UPDATED: 09 Feb 2024, 2:47 pm

A Chinese court handed a suspended death sentence to an ex-president of China Merchants Bank (CMB) on Monday. Tian Huiyu was found guilty of amassing more than 500 million yuan (560 million patacas) through corruption and illegal dealings.

The veteran banker’s crimes spanned “bribery, the abuse of power by a member of a state-owned company, use of non-public information for trading, insider trading and disclosure of insider information,” according to a CCTV report on the verdict, reached by the Intermediate People’s Court in Changde city, Hunan province.

Tian’s suspended death sentence comes with a two-year reprieve, meaning he’s unlikely to be executed. Under Chinese law, this type of sentence is automatically converted into life imprisonment after the person convicted spends two years on death row without committing further crimes.

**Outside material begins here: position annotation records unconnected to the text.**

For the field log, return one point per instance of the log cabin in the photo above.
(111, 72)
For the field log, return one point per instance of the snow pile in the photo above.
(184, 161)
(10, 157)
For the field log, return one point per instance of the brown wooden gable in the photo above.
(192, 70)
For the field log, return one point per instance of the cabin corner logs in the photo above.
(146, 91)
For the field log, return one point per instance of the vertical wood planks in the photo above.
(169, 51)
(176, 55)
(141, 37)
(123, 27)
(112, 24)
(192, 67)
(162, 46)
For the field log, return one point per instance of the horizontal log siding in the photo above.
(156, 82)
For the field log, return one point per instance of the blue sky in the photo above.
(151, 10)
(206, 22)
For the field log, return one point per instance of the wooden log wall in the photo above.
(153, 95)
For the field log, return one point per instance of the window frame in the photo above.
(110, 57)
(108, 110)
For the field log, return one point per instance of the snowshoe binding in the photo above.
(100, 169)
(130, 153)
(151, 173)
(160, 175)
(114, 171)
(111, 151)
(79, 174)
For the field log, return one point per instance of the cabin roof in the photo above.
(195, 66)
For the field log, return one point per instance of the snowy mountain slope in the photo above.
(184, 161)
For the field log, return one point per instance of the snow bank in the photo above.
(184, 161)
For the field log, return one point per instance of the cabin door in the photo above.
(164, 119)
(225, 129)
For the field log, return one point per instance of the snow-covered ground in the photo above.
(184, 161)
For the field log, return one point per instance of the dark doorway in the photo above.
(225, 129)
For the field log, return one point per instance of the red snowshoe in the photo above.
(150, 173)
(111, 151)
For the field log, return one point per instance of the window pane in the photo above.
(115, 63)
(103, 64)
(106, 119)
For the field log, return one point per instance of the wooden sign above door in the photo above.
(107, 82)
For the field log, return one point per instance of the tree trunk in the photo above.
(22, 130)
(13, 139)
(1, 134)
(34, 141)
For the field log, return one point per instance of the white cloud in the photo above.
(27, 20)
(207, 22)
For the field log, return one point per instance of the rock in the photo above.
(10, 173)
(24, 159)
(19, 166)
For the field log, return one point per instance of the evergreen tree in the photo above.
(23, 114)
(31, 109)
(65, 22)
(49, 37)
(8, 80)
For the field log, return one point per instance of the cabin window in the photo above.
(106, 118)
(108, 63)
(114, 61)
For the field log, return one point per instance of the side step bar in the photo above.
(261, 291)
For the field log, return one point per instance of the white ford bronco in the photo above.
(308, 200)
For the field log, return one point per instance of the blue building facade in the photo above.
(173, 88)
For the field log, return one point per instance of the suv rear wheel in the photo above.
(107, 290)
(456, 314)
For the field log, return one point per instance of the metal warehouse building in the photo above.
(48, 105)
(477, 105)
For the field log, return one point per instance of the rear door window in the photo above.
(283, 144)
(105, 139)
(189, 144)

[See more: Macao’s anti-corruption watchdog sees its powers broadened]

Along with a suspended death sentence, Tian was faced with complete seizure of his financial assets, deprivation of all political rights and fines totalling 308.5 million yuan (345.3 million patacas).

Tian became president of Shenzhen-headquartered CMB in 2013, after an illustrious career that included a four-year stint as prominent politician Wang Qishan’s undersecretary in the nineties. He was removed from CMB’s top job and stripped of his Chinese Communist Party membership in 2022, after China’s anti-corruption authority began an investigation into his alleged criminal activities. 

The fallen financial bigwig’s sentencing was part of President Xi Jinping’s wider campaign to crack down on corruption in sectors including finance, infrastructure and energy. Other top bankers to see their fortunes turn of late have included the ex-chairman of China Everbright Group, Li Xiaopeng, and Bank of China’s former chairman, Liu Liange.